Eliana sollevò lo sguardo dal libro che stava leggendo, l'ennesimo emozionante capitolo di Duri nella Città Superiore, e tornando alla realtà incontrò l'espressione furente di Mia Rutherford. Il suo volto angelico, pallido e incorniciato da una massa di riccioli biondi non era fatto per la rabbia o per l'odio, ma i comportamenti del fratello maggiore di Mia erano in grado di disturbare la donna al punto da oscurare l'apparente aura di santità che la circondava. A Eliana non piaceva essere nei paraggi quando Mia era indignata. Ancora meno se Cullen non era nelle strette vicinanze, pronto a prendersi tutta la responsabilità delle sue colpe.

«Io... ehm... credo stesse pescando con Ethan...»

«Ethan è a casa. Seduto a tavola. Esattamente dove dovrebbe essere anche Cullen!»

Con uno scatto Eliana fu in piedi, il libro chiuso tra le mani. «Corro a cercarlo. Scusaci, Mia, non ti faremo aspettare ancora.»

«Lo spero. Perché oggi è il mio compleanno, e se Cullen non si decide io...»

Scappò prima che Mia potesse ultimare la frase. Seguendo un'improvvisa intuizione, corse nella direzione delle stalle. Non dovette cercare a lungo: Cullen aveva appoggiato la schiena su un covone di fieno, poco interessato al vento che gli scompigliava i capelli, e teneva tesa tra le mani una lettera; la sua espressione era cupa.

«Va tutto bene?»

Anche lui si riscosse dalla lettura come se fosse entrato in un mondo tutto suo. Annuì brevemente e nascose la pergamena. «Josephine» si limitò a dire.

«È successo qualcosa di grave?»

«No... non proprio. È il Ferelden. Pare che alcuni nobili non siano proprio contenti di avere le truppe dell'Inquisizione nelle loro terre... come se si fossero dimenticati in fretta il motivo per cui sono lì!»

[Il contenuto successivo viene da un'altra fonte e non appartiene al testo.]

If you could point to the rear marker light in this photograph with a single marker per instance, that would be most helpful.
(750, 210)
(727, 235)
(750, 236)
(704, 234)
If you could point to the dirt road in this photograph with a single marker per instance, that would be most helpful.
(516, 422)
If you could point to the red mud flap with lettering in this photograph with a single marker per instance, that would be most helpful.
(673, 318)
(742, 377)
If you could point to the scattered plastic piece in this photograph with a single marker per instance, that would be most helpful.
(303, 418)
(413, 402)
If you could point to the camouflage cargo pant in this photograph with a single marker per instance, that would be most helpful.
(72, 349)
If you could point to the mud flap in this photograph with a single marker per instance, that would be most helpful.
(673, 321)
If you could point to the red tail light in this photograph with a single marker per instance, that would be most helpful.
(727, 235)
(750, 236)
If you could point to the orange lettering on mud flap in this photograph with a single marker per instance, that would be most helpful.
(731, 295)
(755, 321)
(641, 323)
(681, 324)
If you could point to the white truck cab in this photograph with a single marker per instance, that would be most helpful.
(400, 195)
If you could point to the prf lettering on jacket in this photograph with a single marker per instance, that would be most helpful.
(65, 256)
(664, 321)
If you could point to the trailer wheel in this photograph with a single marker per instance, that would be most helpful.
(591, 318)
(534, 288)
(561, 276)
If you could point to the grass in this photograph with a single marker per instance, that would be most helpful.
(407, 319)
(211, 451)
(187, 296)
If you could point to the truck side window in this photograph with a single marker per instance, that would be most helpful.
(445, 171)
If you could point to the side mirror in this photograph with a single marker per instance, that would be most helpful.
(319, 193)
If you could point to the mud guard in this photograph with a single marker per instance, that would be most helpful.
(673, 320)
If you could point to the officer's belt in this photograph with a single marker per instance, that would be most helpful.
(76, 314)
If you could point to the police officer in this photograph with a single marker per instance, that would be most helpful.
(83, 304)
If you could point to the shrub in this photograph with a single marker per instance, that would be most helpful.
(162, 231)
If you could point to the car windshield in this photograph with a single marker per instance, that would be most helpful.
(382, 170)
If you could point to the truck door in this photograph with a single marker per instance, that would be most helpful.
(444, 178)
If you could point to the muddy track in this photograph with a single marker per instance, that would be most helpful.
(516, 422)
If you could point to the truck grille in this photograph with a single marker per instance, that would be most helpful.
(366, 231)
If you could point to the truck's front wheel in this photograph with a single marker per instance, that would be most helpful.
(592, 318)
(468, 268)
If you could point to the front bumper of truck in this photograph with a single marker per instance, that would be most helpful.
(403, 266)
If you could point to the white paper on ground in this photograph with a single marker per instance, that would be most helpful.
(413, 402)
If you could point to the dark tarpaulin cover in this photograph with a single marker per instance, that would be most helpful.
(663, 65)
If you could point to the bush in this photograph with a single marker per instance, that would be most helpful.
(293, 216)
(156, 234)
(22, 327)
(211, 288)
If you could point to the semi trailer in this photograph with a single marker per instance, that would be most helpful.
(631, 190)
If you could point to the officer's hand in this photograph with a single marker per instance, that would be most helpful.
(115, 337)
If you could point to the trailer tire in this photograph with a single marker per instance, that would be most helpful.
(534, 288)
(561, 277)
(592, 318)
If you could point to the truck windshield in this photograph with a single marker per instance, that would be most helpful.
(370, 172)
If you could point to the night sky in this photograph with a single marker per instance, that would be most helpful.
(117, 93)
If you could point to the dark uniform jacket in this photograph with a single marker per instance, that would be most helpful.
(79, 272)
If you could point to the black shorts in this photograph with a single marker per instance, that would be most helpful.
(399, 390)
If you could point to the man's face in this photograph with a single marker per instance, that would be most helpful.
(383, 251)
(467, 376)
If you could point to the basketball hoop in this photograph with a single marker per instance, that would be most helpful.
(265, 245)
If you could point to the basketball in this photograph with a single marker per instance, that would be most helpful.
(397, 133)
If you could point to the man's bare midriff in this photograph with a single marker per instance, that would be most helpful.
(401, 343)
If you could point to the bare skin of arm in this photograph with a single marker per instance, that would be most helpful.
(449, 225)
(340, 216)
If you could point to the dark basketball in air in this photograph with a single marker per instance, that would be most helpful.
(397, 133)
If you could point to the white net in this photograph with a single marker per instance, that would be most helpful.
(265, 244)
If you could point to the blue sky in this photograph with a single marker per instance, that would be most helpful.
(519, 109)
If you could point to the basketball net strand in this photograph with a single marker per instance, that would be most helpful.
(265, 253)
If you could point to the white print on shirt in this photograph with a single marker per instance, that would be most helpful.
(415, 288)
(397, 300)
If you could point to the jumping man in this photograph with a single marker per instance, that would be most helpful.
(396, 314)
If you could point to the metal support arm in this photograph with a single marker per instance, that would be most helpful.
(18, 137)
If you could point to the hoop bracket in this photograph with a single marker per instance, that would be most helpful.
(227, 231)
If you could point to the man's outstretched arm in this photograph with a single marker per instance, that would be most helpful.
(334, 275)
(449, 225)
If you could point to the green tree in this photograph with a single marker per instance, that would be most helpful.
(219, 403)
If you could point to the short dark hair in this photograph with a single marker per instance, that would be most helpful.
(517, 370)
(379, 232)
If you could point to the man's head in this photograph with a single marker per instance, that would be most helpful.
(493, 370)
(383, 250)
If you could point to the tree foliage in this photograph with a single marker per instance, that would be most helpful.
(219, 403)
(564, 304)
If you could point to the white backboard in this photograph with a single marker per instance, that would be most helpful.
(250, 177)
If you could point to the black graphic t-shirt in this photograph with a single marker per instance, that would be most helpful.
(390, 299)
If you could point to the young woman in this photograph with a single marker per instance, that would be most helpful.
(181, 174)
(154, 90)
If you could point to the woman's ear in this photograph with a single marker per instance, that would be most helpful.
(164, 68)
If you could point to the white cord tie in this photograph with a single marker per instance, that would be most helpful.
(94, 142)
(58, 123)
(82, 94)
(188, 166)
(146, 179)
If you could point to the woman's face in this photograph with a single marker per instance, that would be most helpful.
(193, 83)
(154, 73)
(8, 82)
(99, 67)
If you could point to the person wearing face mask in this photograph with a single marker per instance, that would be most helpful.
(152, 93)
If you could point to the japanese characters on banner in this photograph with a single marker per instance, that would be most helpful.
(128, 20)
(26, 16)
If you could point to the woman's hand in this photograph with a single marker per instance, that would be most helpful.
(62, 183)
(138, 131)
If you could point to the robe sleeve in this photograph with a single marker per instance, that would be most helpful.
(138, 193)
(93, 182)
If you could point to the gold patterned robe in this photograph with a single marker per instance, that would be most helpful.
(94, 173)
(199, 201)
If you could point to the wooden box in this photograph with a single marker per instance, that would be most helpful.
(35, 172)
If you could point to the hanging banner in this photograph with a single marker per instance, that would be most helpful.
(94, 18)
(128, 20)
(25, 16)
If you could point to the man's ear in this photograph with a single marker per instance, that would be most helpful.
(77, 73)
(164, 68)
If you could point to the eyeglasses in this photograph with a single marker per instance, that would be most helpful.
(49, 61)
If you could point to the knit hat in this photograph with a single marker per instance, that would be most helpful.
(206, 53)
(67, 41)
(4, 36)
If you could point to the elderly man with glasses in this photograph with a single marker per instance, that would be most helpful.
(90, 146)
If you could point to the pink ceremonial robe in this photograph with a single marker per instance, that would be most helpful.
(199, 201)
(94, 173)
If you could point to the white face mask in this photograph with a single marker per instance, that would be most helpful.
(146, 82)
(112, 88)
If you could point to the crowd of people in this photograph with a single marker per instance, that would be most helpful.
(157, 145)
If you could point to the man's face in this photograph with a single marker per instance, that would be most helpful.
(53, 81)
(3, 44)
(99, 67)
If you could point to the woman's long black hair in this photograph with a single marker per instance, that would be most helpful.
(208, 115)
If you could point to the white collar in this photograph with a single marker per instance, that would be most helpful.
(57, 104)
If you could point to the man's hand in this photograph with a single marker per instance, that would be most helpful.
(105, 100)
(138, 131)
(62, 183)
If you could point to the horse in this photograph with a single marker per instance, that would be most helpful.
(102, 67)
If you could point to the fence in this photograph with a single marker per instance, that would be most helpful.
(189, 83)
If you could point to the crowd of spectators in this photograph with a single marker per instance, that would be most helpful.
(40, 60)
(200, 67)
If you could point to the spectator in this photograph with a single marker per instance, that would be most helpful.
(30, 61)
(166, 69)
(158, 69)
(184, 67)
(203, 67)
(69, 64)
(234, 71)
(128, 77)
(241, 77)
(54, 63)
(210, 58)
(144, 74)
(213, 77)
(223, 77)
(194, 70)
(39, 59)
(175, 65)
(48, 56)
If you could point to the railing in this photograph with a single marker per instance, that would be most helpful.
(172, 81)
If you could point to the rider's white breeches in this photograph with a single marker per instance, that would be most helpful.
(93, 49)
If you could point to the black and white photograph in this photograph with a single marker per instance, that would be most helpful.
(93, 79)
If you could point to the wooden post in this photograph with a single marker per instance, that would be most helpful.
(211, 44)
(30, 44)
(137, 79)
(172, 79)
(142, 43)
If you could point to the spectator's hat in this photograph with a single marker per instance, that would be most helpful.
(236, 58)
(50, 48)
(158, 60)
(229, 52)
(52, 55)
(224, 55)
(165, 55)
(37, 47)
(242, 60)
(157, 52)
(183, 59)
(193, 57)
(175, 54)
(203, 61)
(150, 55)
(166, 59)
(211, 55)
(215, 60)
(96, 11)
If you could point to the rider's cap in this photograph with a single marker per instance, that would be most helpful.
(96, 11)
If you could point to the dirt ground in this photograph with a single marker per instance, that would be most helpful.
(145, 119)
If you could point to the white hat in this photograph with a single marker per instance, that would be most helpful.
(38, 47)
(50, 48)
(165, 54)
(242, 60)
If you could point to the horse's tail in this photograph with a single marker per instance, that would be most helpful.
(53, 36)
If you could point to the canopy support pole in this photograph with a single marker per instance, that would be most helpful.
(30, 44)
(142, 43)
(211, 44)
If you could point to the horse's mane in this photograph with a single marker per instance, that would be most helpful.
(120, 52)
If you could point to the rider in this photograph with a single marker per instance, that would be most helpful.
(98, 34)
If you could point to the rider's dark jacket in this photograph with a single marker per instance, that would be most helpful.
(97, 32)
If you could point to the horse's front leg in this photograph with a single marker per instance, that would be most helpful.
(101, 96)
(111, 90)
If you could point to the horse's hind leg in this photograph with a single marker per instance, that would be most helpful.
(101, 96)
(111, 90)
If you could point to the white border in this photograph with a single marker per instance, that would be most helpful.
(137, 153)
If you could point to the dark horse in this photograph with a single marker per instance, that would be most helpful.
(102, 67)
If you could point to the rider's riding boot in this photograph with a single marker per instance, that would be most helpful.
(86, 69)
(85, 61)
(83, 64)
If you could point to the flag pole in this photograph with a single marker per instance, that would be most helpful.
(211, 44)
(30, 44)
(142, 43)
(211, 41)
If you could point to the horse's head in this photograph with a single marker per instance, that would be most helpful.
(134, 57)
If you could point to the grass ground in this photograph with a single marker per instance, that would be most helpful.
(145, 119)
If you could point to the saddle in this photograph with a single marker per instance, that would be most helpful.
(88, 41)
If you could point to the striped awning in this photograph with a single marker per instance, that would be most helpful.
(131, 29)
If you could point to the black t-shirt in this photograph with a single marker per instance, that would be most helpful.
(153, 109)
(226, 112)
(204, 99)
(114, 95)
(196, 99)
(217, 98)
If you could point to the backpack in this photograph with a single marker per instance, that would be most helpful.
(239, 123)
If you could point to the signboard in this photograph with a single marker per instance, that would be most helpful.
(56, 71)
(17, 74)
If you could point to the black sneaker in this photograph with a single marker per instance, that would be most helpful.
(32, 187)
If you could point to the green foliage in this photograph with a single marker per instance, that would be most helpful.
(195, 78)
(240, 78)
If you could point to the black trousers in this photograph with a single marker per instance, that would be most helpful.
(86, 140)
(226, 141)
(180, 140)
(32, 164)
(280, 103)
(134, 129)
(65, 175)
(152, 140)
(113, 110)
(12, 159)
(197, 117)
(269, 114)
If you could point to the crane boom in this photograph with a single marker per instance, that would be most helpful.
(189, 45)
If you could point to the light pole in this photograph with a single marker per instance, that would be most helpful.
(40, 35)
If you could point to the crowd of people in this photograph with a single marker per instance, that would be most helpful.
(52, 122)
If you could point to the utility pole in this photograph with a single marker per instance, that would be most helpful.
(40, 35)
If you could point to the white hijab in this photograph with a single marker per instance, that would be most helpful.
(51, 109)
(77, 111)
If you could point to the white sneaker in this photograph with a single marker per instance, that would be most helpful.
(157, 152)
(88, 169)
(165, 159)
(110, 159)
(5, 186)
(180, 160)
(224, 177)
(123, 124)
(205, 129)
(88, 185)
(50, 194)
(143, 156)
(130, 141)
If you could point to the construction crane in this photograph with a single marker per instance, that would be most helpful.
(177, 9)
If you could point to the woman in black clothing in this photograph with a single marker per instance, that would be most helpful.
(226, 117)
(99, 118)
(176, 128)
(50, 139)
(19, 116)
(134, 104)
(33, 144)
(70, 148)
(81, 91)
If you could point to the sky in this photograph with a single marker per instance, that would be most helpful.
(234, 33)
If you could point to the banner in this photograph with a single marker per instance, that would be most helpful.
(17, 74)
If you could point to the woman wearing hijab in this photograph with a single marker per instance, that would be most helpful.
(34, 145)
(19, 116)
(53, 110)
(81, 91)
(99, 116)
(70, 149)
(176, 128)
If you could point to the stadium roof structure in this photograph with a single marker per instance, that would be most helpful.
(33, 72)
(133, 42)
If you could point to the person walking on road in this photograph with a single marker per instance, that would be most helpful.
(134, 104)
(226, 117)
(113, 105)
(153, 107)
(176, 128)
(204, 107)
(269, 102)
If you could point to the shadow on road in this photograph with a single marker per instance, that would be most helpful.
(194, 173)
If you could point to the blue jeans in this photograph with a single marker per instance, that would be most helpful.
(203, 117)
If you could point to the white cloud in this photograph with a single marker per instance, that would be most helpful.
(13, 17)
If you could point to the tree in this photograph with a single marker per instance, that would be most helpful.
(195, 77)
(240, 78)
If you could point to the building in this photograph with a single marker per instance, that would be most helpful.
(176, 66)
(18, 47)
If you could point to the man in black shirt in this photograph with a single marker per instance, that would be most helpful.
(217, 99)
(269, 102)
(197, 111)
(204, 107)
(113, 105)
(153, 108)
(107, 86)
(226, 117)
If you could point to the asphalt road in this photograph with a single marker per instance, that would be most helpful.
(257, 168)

Era facile fare infervorare Cullen: bastava prendere di mira l'Inquisizione, in particolare modo gli uomini sotto il suo comando, e l'ex templare dimenticava in un lampo il luogo e il tempo in cui si trovava e fremeva dal desiderio di correre sul campo a combattere qualche nemico. Il problema, dopo la disfatta di Corypheus, era che "il nemico" ora era rappresentato da un gruppo di nobili orlesiani o fereldiani che non approvavano le azioni dell'Inquisizione. Affrontarli con la spada in mano era sconsigliabile.

«È il compleanno di Mia» tagliò corto Eliana, sapendo che continuare a parlare delle informazioni di Josephine avrebbe potuto portare a una discussione lunga e faticosa – perché fare desistere Cullen dall'armare i suoi uomini era difficile e solo una via d'uscita diplomatica avrebbe avuto successo. Una via che, senza Josie e Leliana, era difficile da ideare in poco tempo.

Come previsto, Cullen rimase a bocca aperta. «Mia... l'avevo dimenticato» realizzò mestamente. «Mi ucciderà.»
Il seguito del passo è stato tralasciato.